Der erste Lauf der Serie war, wie für viele anderen Läufer auch, mehr oder weniger ein Findungslauf, nach den mehr oder weniger intensiven Trainingswochen der zurückliegenden Winterzeit. Zwar habe ich eine Zeit von unter 33 Minuten angepeilt, die erreichte Zeit von 33:20 Minuten lassen mich jedoch nicht unglücklich darauf schauen. Insbesondere der erste Platz lässt das Ganze in einem positiven Licht erscheinen. Mit Jan-Eric Bostelmann-Arp und Henrik Schwalbe standen zwei Läufer am Start, die mir hätten gefährlich werden können. Dass am Ende David Gonzalez Montes, ein neuer Läufer in der norddeutschen Szene, und Miguel Molero sich den zweiten Platz (33:59) teilen würden, war zumindest für mich eine Überraschung. Um meinen ersten Platz zu relativieren, muss erwähnt werden, dass Pascal krankheitsbedingt nicht an den Start ging. Laut Pascal ist er in zwei Wochen wieder dabei und wird voraussichtlich den gewohnten Platz an der Spitze einnehmen. Die Betonung liegt hierbei auf "voraussichtlich";)   
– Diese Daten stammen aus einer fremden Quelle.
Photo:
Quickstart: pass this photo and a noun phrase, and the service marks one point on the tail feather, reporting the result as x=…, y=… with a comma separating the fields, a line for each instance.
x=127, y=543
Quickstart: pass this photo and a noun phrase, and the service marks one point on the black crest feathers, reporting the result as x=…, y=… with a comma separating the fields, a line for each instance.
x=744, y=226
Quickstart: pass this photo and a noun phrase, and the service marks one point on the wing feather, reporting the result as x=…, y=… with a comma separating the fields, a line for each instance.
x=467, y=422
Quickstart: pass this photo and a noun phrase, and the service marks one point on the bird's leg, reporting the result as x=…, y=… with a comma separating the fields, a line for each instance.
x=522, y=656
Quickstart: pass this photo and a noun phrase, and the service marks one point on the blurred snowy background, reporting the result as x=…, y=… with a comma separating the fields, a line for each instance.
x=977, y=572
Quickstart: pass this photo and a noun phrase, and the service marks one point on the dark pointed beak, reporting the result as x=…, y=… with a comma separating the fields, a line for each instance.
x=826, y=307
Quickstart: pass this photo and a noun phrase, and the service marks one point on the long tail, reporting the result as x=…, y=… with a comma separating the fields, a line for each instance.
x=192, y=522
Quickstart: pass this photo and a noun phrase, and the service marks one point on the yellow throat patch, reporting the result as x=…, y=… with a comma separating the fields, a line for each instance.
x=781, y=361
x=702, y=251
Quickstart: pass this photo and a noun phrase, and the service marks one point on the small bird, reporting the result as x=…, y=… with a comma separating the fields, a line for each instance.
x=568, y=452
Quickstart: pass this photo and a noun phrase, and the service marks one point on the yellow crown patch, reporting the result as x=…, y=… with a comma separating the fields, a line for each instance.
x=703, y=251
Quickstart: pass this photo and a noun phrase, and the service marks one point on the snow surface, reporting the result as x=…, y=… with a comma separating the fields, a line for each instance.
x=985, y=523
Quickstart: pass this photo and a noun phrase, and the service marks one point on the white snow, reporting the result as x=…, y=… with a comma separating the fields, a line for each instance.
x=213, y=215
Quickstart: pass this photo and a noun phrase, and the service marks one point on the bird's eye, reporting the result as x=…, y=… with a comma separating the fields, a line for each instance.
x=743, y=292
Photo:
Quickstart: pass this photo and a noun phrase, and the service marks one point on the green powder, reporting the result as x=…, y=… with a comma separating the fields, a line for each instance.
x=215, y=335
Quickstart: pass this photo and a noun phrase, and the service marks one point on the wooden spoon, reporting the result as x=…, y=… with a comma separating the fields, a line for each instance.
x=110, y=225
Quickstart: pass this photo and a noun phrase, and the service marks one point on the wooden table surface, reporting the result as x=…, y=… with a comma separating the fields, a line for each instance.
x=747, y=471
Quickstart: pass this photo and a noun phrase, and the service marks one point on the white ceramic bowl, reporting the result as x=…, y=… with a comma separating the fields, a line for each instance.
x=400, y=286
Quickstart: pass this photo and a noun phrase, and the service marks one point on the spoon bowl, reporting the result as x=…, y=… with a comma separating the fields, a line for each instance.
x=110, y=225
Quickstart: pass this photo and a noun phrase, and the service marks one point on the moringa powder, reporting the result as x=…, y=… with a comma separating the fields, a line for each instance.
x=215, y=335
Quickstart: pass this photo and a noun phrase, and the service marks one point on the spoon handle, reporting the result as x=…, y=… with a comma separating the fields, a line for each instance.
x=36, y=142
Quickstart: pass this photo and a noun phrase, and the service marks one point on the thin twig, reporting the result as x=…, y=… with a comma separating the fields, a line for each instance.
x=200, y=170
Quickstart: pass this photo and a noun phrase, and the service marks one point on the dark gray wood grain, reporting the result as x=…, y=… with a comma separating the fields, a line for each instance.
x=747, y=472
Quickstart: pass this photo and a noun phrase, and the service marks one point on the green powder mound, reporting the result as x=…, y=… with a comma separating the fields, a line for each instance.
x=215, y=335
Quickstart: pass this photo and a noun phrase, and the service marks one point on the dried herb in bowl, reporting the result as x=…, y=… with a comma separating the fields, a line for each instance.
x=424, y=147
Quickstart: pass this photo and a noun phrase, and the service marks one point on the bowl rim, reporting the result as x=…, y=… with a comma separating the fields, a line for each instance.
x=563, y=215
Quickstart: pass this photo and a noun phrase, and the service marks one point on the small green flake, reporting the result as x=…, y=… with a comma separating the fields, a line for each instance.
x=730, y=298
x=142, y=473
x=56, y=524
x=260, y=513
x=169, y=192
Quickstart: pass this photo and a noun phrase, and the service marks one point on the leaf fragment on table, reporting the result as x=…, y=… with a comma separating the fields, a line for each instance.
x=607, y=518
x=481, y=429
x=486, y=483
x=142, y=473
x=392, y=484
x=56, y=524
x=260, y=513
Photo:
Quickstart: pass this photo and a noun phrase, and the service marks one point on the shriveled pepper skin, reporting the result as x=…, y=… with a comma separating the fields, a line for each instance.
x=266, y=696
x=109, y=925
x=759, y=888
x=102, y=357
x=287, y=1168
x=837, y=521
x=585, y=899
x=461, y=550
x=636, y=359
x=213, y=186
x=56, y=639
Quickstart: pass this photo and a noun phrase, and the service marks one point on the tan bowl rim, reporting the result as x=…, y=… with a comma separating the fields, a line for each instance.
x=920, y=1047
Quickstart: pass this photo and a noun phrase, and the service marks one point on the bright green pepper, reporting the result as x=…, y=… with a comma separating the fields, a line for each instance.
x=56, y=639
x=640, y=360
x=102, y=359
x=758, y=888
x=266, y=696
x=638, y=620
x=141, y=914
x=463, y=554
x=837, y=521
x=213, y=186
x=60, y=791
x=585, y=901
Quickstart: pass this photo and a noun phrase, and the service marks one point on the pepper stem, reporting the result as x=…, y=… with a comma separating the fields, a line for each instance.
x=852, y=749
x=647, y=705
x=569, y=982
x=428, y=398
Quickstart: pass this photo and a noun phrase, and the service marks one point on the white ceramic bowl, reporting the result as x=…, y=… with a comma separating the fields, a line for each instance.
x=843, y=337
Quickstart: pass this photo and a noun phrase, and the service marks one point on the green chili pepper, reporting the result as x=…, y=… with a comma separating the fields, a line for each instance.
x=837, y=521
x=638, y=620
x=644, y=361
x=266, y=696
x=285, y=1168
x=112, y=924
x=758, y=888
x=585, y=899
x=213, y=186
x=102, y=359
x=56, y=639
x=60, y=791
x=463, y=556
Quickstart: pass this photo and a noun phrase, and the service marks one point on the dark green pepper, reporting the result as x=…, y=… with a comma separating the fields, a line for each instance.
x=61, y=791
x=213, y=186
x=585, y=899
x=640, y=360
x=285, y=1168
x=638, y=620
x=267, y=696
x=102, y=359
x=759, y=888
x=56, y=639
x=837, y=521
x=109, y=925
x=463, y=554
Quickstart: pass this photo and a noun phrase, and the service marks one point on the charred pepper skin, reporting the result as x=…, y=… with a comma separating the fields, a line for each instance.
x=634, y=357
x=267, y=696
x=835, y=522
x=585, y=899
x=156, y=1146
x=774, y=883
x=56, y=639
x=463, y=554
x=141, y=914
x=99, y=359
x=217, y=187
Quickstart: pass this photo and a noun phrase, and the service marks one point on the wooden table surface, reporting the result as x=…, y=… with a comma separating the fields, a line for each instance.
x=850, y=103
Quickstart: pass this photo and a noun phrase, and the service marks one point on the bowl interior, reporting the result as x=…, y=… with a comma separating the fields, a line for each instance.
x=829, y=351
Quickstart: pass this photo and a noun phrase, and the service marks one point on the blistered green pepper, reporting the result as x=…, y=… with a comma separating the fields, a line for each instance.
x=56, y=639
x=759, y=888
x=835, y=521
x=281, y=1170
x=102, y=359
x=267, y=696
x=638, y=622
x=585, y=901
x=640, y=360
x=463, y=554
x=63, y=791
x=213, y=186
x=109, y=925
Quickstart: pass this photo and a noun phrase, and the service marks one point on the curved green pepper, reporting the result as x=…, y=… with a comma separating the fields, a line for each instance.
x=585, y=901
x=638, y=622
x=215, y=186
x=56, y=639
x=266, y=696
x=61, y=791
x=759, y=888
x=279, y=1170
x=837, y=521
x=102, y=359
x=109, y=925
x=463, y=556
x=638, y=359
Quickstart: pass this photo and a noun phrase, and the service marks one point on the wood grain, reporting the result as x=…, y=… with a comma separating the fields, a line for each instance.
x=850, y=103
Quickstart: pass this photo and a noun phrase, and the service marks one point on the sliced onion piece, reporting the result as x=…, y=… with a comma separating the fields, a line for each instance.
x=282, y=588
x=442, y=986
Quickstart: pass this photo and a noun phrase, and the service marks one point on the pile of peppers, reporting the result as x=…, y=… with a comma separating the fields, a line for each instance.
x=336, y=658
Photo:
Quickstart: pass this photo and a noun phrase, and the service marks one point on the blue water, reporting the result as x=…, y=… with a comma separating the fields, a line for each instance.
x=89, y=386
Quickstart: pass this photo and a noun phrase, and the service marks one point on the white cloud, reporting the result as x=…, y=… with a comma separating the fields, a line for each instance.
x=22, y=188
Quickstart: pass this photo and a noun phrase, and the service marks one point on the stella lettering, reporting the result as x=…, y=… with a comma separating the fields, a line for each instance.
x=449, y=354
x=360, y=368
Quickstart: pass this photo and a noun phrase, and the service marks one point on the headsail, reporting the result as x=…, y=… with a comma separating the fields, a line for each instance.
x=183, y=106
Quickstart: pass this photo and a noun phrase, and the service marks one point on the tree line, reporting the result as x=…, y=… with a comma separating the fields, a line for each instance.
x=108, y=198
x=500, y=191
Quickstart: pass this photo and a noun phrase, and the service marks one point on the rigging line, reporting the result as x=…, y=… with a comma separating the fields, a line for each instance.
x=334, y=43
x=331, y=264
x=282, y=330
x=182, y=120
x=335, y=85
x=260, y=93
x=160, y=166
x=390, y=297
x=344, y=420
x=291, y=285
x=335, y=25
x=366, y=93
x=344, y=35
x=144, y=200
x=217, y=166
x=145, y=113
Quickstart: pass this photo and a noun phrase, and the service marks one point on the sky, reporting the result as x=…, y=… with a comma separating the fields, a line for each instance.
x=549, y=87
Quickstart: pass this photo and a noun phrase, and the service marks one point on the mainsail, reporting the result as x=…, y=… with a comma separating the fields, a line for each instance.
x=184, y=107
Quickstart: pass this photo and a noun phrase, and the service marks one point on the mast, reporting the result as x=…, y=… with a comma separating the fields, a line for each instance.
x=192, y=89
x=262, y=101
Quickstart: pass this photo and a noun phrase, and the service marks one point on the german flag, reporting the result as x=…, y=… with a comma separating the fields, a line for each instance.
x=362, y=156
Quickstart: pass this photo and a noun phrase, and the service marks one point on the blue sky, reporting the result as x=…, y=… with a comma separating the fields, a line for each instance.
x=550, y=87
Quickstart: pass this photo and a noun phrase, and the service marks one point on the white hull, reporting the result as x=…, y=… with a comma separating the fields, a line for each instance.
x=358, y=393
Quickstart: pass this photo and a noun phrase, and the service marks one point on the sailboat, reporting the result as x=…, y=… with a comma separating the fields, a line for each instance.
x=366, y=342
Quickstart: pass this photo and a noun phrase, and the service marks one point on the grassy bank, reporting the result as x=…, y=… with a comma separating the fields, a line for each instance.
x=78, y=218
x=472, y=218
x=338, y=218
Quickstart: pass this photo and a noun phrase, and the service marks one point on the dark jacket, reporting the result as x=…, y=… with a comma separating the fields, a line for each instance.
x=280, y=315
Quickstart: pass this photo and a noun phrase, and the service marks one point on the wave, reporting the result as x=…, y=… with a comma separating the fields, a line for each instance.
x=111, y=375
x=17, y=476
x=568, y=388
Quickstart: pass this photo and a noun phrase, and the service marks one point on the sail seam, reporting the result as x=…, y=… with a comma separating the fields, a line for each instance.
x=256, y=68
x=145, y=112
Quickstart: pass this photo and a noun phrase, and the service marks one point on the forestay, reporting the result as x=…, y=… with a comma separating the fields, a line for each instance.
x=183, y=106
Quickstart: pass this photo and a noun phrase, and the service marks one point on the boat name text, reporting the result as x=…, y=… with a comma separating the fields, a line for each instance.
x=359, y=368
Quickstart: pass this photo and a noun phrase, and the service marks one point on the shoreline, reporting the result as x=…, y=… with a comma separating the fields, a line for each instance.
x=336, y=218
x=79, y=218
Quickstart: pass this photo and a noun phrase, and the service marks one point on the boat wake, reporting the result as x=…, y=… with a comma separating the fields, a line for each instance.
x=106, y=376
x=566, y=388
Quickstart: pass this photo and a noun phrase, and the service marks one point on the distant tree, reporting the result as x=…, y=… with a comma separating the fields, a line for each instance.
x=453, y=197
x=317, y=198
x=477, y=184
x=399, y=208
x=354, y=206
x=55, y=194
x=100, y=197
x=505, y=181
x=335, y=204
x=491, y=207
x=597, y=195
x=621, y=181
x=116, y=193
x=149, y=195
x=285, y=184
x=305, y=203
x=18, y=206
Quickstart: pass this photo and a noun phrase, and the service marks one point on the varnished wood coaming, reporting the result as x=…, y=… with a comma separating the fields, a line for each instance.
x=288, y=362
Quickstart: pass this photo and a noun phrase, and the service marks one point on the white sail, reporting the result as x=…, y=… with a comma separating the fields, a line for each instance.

Gefreut hat mich aber auch, dass wir mit einer Truppe von 11 Schülerinnen und Schüler der Eider-Treene-Schule, der Schule an der ich arbeite, an den Start gegangen sind. So langsam kommt der Stein ins rollen. Mein Kollege Olav Beinke und ich setzen seit dem vergangenem Jahr immer mehr Hebel in Bewegung, um den Laufsport an unserer Schule zu verankern und zu einem festen Bestandteil, auch außerhalb des regulären Unterrichts, zu etablieren. Der Oberstufenschüler Mirco Thede konnte beim Rennen über 5-Kilometer, sowohl mit der Zeit von 18:58 Minuten als auch mit dem 3. Platz, einen sportlichen Akzent setzen. 

Ergebnisse:

http://www.lav-husum.de/index.php/vereinsnachrichten-2/ergebnisse-2017/463-ergebnisse-winterstrassenlaufserie-1-lauf-einlauf-8-1-2017


Drelsdorfer Laufserie 2017


Resümee 2016

Nach einem erstklassigen Start in die Saison 2016 kam der Motor ein wenig ins stottern und die Leistungen gingen dementsprechend in den Keller. Der letzte Lauf bei dem ich eine solide Leistung abrufen konnte, war die erste Etappe beim "Lauf zwischen den Meeren". Die Läufe danach waren entweder eine mittlere bzw. etwas größere Katastrophe. Einen bemerkbaren Leistungsanstieg offenbarte der Lauf in Schafstedt (33:32 / 10 km). Aus dem guten Gefühl in Schafstedt schöpfte ich neue Motivation für das Training und ging auch dementsprechend motiviert an den Start bei den Landesmeisterschaften im Cross. Das Ergebnis und das physische Befinden erfüllten jedoch nicht die Erwartungen (6.Platz). Umso erstaunlicher sind die Trainingsergebnisse der letzten zwei Wochen gewesen. Persönliche Bestleistungen im Training lassen mich wieder etwas aufhorchen und eine Zeit von unter 33 Minuten anvisieren (Drelsdorfer Laufserie 08.01.2017). Ich werde an meine Grenzen gehen müssen, um eine gute Platzierung zu erreichen und eventuell Pascal etwas zu "ärgern". Den Leistungseinbruch seit Mai führe ich aus heutiger Sicht auf zwei Faktoren zurück. Zu viele intensive Wettkämpfe in der Hochphase der Saison und eine misslungene Supplementierung mit Nahrungsergänzungsmitteln. Die gute Form der ersten Monate verpuffte im Nichts. Unglücklich in diesem Zusammenhang war die Betreuung seit dem 01.06.16 durch das Institut STAPS. Von der Zusammenarbeit erhoffte ich mir einen Leistungssprung in den 31er Bereich (10 km). Auf mich zugeschnittene Trainingspläne und regelmäßige Leistungsdiagnostiken sollten mich einen Schritt weiter bringen. Meine Schwächephase ließ jedoch keine Steigerungen zu und es ging einfach nur darum mich wieder in Form zu bringen. Inwiefern diese Betreuung sich auf mich ausgewirkt hat, ist nach siebenmonatiger Betreuung ungewiss. Ich hoffe, dass die nächsten Monate mehr Aufschluss bringen werden. Demnächst werde ich die Ergebnisse der Diagnostik und die Trainingspläne veröffentlichen. Momentan freue ich mich auf Drelsdorf und habe sehr viel Freude an meinem vielfältigen Training, im Hinblick auf die Landesliga im Triathlon.